Prof. Dr. M. Mehdi Ergüzel, konuşmasında 1969’da Ahmet Kabaklı’nın öğrencisi olduğunu belirterek, “Hoca o zaman 45 yaşlarında belli bir olgunluk çağına gelmiş güler yüzlü ciddi hoş bir adamdı. Kendisinden çok şey öğrendim. Güler yüzlü bir adamdı, hürriyet içinde disiplini temsil eden bir Anadolu çocuğuydu.” dedi.

Sınıftaki öğrencilerine Yunus Emre’den birer şiir ezberleyip gelmelerini tavsiye ettiğini aktaran ve Kabaklı ile hatıralarını anlatan Ergüzel, şunları kaydetti:

“Ahmet Kabaklı bu milletin milli ve manevi değerlerini savunan kalemini zaman zaman sert ve edebi bir üslupla, fikri ve sosyal konuları ihmal etmeden, hukuki zemini sağlam bir edebi ana cadde üzerinde ustalıkla kullanmıştır. İhtisasını aşan konularda daima ihtiyatlı ve saygılıdır. Dili ve üslubu itibarıyla milli, İslami ve insani değerlerden taviz vermeyen bir kalem sahibidir. Bu milletin manevi hayatına, töre ve geleneklerine, aile hayatına kasteden her şahıs ve zümre ile kıyasıya bir fikir mücadelesi içindedir.”

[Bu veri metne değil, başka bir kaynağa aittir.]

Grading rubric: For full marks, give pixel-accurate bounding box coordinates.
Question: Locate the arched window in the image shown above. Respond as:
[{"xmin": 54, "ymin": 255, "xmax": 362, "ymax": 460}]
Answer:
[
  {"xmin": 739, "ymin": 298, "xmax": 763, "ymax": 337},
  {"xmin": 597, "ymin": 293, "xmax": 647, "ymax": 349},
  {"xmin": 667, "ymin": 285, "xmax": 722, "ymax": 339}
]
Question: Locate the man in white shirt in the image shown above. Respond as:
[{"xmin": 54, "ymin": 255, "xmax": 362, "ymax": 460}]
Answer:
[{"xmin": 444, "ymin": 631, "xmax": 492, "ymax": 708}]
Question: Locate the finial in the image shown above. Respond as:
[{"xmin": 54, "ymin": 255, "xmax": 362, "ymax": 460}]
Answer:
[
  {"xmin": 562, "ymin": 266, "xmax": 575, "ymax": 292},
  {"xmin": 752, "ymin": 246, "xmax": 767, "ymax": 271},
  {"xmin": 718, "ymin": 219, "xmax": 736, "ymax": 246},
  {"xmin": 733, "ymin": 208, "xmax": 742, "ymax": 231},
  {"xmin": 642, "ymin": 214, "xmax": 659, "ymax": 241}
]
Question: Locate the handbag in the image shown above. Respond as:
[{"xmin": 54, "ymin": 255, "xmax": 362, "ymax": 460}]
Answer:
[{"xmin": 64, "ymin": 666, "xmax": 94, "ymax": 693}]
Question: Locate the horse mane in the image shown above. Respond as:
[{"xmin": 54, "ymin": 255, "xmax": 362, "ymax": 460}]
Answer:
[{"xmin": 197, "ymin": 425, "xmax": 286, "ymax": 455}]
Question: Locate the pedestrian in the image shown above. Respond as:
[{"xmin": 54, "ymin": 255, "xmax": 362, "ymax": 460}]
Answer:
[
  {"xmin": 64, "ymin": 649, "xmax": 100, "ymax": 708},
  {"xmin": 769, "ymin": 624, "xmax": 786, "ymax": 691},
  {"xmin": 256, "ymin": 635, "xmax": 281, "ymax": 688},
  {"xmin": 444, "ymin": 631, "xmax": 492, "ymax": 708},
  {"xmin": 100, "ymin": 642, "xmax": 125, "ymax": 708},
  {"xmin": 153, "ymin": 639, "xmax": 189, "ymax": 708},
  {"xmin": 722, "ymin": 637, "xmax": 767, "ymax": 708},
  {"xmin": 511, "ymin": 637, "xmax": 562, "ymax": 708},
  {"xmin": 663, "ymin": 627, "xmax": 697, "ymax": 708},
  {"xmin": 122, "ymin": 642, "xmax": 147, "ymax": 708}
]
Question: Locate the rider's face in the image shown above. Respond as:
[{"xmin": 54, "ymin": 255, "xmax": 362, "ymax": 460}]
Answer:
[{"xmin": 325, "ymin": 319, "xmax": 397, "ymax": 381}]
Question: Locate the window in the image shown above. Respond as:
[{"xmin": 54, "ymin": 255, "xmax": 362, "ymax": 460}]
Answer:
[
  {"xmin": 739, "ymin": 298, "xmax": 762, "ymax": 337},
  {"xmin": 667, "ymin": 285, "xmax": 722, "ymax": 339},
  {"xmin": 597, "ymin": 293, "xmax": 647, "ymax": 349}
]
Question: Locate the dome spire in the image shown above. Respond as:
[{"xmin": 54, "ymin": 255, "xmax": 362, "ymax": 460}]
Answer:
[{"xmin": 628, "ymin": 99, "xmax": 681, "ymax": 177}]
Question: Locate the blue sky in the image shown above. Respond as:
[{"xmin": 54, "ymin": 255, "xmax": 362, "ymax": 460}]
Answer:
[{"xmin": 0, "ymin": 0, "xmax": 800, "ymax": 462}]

“Ahmet Kabaklı çok kıymetli bir kalem kahramanıdır”

Dr. Erol Ülgen de Ahmet Kabaklı ile ilk olarak Kırşehir’e giden şehirler arası otobüste tanıştığını ve yol boyunca sohbet ettiklerini söyledi.

Vefatından sonra kendisinden Ahmet Kabaklı’nın yazılarından bir kitap çalışması yapmasının talep edildiğini ve 6 ay boyunca özel izinle gece gündüz İstanbul’daki Beyazıt Devlet Kütüphanesi’nde ve bir süre de Ankara’daki Milli Kütüphane’de araştırmalar yaptığını anlattı.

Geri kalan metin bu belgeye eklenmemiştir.